OpenAI and other AI companies have established distinct crawlers for different functions—GPTBot gathers training data, while OAI-SearchBot enables live search in ChatGPT. Similarly, Perplexity distinguishes between PerplexityBot for indexing and Perplexity-User for retrieval. Blocking one doesn't automatically block the other.
The regional disparity in blocking Google-Extended—with US publishers nearly twice as likely to block it compared to UK counterparts—raises questions about different risk assessments regarding Gemini's growth or varying business relationships with Google across markets.
Economic considerations for publishers
Publishers face significant economic challenges when determining their AI access policies:
- Traffic diversion: AI-generated summaries may satisfy users without them clicking through to source sites
- Subscription impact: If premium content is summarized by AI tools, potential subscribers might find less value in paying
- Advertising revenue reduction: Fewer page views directly translates to lower ad impressions and revenue
- Content value dilution: When AI systems aggregate information from multiple sources, the distinctive value of individual publishers may diminish
These economic factors must be carefully balanced against the potential business benefits of artificial intelligence collaboration that could emerge through strategic partnerships with AI providers.
How this affects information access
For readers and information seekers, these blocking practices mean that AI tools may provide answers without citing major news sources, even when those sources would be the most authoritative or relevant.
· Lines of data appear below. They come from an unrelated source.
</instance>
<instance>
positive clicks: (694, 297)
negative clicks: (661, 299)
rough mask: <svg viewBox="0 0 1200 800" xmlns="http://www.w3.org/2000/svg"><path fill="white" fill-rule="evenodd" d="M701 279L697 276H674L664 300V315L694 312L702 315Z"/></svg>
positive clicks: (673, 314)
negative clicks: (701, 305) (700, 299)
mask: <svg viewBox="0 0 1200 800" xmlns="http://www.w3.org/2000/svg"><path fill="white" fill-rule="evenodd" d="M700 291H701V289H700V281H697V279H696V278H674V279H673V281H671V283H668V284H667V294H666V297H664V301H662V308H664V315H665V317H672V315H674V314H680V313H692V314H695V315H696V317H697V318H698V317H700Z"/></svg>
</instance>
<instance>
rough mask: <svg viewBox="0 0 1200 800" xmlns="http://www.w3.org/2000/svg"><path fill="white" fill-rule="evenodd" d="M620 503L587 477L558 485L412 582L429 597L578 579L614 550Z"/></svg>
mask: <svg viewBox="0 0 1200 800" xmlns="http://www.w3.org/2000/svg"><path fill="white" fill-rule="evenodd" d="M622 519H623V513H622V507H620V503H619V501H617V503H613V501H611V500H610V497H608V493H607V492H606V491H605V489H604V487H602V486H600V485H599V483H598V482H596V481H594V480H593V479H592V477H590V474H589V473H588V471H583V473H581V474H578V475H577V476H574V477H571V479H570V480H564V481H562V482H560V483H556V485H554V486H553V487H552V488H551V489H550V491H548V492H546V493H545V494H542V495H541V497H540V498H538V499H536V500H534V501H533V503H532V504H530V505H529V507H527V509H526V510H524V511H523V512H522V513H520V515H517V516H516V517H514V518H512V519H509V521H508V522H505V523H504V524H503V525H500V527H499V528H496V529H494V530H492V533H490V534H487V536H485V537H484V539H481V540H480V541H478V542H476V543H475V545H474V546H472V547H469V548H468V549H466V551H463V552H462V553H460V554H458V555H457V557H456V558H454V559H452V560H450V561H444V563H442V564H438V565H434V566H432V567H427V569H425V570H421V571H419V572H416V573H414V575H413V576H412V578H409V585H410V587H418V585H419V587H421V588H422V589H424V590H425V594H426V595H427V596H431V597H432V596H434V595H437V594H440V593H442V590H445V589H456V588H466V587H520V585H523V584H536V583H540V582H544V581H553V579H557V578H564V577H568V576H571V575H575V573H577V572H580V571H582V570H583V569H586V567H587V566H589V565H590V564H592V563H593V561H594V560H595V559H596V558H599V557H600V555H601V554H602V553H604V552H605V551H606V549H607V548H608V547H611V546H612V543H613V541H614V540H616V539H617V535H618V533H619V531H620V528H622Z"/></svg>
This could potentially create information gaps or reduce the diversity of perspectives represented in AI-generated responses.
Publishers face a difficult balancing act. By blocking AI training, they protect their content from being used without compensation. However, by also blocking retrieval, they risk becoming invisible in an increasingly AI-mediated information landscape.
Reader experience considerations
From the reader's perspective, several important consequences emerge:
- Information quality concerns: When major publishers are excluded from AI responses, answers may lack critical context or authoritative sources
- Citation gaps: AI systems may present information originally sourced from blocked publishers without proper attribution
- Reduced source diversity: Overreliance on unblocked sources could create echo chambers or bias in AI-generated responses
- Inconsistent knowledge access: The same query might yield substantially different results depending on which publishers block which AI systems
Looking forward
As AI systems continue to evolve, the tension between publishers seeking fair compensation for their content and AI companies needing diverse training material and citation sources will likely intensify. Cloudflare's Year in Review confirmed that GPTBot, ClaudeBot, and CCBot received the highest number of full disallow directives across top domains.
The report noted that most publishers use partial blocks for Googlebot and Bingbot rather than complete blocks, reflecting the dual role these crawlers play in traditional search indexing and AI training.
How readers can adapt to this changing landscape
- Verify information from multiple sources when using AI assistants
- Be aware that AI-generated answers may exclude major news publishers due to these blocking practices
- Consider going directly to news sites for comprehensive coverage of important topics
For publishers, the retrieval bot category represents the front line in the visibility battle. While training blocks might shape future AI models, retrieval blocks determine whether content appears in AI answers today, potentially affecting reader discovery and publisher relevance in an increasingly AI-driven information ecosystem.